Coronavírus: Alemanha quer impedir que laboratório que desenvolve vacina seja comprado pelos EUA

BERLIM — A Alemanha está tentando impedir que um laboratório que está desenvolvendo vacina contra o novo coronavírus seja aliciada para mover suas pesquisas para os EUA. De acordo com o jornal local Welt am Sonntag, o presidente americano, Donald Trump, ofereceu fundos para a transferência da CureVac. A informação foi confirmada neste domingo pelo Ministério da Saúde alemão, que apresentou uma contraproposta para mantê-la no país.

“O governo alemão está muito interessado em garantir que vacinas e substâncias ativas contra o novo coronavírus também sejam sedenvolvidas na Alemanhã e na Europa”, afirmou o ministério, segundo o jornal. “Nesse sentido, o governo está em intensa negociação com a companhia CureVac“.

Procurado pela agência Reuters, uma porta-voz do Ministério da Saúde afirmou que “confirma a reportagem do Welt am Sonntag”.

Citando uma fonte anônima, o jornal alemão afirmou que Trump estava tentando garantir o direito exclusivo do trabalho dos cientistas, e que faria qualquer coisas para conseguir uma vacina para os EUA, “mas apenas para os EUA”.

A embaixada dos EUA em Berlim não se manifestou, tampouco representantes da CureVac.

Na semana passada, Florian von der Muelbe, cofundador e diretor de produção da CureVac, afirmou que a companhia havia iniciado testes com vários tipos de vacinas, e estava selecionando as duas melhores para inciar os testes clínicos. A expectativa é ter uma vacina experimental pronta até junho ou julho, para buscar aprovação de agências reguladoras para iniciar os testes em humanos.

Baseada em Tuebingen, a companhia biofarmacêutica é uma das pioneiras no desenvolvimento de medicamentos que fazem uso do RNA mensageiro (mRNA), ácido responsável pela transferência de informações do DNA do núcleo para o citoplasma das células. A ideia é usar essa ferramenta para instruir o corpo a lutar contra doenças.

Na abordagem tradicional, os laboratórios produzem antígenos incapazes de provocar a doença, que são injetados nas pessoas para que elas desenvolvam a resposta imunológica. Na abordagem da CureVac, o mRNA é instruído a produzir esses antígenos e desencadear a defesa do organismo.

A empresa ainda não tem medicamentos no mercado, mas está usando a tecnologia para desenvolver terapias o câncer e doenças raras, além de vacinas contra a raiva, malária e outras doenças, agora, incluindo o coronavírus.
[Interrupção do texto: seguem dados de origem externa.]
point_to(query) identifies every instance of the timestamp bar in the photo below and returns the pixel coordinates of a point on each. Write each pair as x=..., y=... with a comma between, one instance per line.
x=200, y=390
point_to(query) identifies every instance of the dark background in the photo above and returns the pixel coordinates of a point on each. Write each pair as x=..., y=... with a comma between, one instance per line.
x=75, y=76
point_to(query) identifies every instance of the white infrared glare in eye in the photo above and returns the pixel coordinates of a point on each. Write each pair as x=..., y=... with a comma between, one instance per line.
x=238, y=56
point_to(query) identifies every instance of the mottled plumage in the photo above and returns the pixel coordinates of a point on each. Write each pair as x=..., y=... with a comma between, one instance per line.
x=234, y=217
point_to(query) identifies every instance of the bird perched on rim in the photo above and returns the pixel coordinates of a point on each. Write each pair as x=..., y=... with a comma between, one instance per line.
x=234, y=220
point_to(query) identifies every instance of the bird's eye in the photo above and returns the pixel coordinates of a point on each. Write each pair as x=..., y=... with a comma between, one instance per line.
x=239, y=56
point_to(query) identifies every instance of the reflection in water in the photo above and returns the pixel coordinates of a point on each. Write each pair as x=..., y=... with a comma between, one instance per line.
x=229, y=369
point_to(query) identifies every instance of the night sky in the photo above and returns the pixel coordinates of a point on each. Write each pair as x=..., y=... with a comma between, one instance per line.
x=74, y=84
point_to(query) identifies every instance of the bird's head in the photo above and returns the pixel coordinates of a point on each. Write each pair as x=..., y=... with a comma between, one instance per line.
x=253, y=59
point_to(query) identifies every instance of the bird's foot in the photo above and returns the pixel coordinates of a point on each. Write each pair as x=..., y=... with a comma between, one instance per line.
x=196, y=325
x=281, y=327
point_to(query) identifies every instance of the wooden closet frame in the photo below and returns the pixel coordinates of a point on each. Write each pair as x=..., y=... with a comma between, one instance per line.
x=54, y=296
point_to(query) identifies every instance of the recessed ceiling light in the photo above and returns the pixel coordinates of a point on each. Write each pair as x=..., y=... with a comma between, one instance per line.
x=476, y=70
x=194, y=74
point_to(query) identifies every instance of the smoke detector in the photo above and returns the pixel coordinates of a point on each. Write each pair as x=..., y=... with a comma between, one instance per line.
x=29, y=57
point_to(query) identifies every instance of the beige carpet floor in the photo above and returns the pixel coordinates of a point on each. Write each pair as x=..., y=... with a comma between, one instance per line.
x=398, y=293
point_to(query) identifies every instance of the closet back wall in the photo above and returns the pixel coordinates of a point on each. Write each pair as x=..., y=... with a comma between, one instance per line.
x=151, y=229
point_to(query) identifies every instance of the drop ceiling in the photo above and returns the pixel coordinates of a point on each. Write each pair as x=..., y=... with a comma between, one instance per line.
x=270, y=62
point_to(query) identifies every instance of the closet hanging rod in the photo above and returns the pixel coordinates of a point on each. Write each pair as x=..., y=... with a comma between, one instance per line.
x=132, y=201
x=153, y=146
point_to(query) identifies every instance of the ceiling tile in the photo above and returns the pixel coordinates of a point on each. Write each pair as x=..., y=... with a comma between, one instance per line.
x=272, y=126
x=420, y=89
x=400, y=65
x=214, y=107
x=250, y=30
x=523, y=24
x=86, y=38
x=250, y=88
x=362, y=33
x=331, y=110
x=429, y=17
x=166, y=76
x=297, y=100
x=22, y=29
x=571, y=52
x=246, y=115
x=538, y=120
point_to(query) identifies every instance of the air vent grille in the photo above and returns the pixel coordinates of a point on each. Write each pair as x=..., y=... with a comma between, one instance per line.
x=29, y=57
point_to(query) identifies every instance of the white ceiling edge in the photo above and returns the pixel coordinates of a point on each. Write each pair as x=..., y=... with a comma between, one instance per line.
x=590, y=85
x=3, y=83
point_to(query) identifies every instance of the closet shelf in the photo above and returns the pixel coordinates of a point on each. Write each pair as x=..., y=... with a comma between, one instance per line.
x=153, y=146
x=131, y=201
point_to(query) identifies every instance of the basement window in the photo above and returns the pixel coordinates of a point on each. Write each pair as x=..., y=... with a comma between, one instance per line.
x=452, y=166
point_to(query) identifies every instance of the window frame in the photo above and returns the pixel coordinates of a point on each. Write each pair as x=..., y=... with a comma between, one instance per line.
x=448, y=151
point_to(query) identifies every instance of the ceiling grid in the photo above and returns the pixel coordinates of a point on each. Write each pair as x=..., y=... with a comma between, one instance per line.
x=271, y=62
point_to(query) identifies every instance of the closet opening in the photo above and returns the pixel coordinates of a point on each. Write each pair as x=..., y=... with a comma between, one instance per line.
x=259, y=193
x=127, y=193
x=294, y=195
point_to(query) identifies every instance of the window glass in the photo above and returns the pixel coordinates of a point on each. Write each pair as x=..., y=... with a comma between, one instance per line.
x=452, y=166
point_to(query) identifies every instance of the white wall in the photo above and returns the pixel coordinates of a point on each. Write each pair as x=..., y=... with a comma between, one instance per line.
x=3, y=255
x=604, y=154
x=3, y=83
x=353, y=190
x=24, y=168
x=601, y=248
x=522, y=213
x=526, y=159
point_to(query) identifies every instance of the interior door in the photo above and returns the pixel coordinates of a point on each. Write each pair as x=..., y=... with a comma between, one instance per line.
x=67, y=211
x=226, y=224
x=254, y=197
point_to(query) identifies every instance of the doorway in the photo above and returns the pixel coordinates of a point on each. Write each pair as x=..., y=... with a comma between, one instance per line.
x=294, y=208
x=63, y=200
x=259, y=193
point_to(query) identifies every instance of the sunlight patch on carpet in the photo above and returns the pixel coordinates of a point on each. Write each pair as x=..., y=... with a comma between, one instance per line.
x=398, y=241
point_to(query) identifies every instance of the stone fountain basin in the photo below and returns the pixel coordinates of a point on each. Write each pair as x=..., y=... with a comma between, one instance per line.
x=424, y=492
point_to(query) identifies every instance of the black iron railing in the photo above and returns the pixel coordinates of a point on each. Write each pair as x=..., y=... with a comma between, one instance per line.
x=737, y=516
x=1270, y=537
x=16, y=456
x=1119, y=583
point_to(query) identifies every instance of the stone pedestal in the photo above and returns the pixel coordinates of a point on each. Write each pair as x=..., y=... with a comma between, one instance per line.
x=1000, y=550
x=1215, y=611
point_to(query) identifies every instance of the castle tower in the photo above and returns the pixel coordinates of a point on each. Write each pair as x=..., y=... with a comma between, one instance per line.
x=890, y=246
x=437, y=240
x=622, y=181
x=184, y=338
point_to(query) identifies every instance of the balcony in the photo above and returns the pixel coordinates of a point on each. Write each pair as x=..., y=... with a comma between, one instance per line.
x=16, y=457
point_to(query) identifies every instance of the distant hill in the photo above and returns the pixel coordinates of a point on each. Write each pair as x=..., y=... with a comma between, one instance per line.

Segundo von der Muelbe, o laboratório está desenvolvendo uma tecnologia de vacina de baixa dosagem, que já mostrou resultados promissores em testes contra a raiva. Ela também está sendo testada contra o coronavírus. Caso seja bem sucedida, permitirá a produção em larga escala, num curto espaço de tempo, fator importante para a contenção da doença.

Em estudo de fase 1 contra a raiva, o laboratório foi capaz de induzir respostas do sistema imunológico de humanos com dose de apenas um micrograma.

— Estas dosagens mínimas que conseguimos nos coloca em posição, aqui em Tuebingen, para a produção de até 10 milhões de doses por ciclo — afirmou o executivo, à Reuters.

Em seu site, a CureVac informa que no dia 2 de março o diretor executivo da companhia, Daniel Menichella, foi convidado pela Casa Branca para “discutir estratégias e oportunidades para o rápido desenvolvimento e produção de uma vacina para o coronavírus” com Trump, o vice-presidente, Mike Pence, e membros da força-tarefa criada pelo governo americano para conter a epidemia. Contudo, não dá detalhes sobre as conversas.